[Seattle P-I]
Thursday, September 5, 2002
MARIANNE MEANS
Bush-Hoover comparison was an insult to Herbert
Marianne Means' column comparing George Bush with Herbert Hoover ("Bush must change economic course," Aug. 27) does that president a disservice. Hoover, I mean.
No matter the verdict of history, or hindsight, as a former secretary of the Commerce Department and a student of government, Hoover was capable and prepared when he entered office. He was presented with an economy that lacked the market controls we have today and in which the federal government played a much smaller role than it has since.
The learned scholars whom Means cites will have to agree that Franklin Roosevelt's initial platform was not so dissimilar to Hoover's.
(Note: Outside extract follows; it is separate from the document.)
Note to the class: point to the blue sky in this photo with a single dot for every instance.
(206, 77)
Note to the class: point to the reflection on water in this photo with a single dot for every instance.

FDR's New Deal was invented some time after he took office.
"Gee-Dub," on the other hand, was prepared neither by training nor intelligence. He was handed a strong, stable economy, one that has simply not been able to withstand the hammering his obtuse policies and boardroom deals have inflicted on it.
Allowing oil companies and energy traders like Enron full run of the field for two years extracted untold billions from consumers and businesses alike, and threw long-term planning into confusion. Power, transportation and consumer's disposable income all felt the bite. The airlines, for example, were already in trouble from this cause prior to 9/11.
Then he pushed through tax breaks for the wealthy, a scheme advertised as an economic stimulus. The result instead has been a drag, creating deficits out of surpluses, leading to higher interest rates in the future and withdrawing significant government demand from the market.
Means is right when she implies stagnation and recession will be the result of Bush's continued political favoritism and intransigent addiction to tax cuts. She is wrong to ascribe to him the purpose and principle that motivated Herbert Hoover.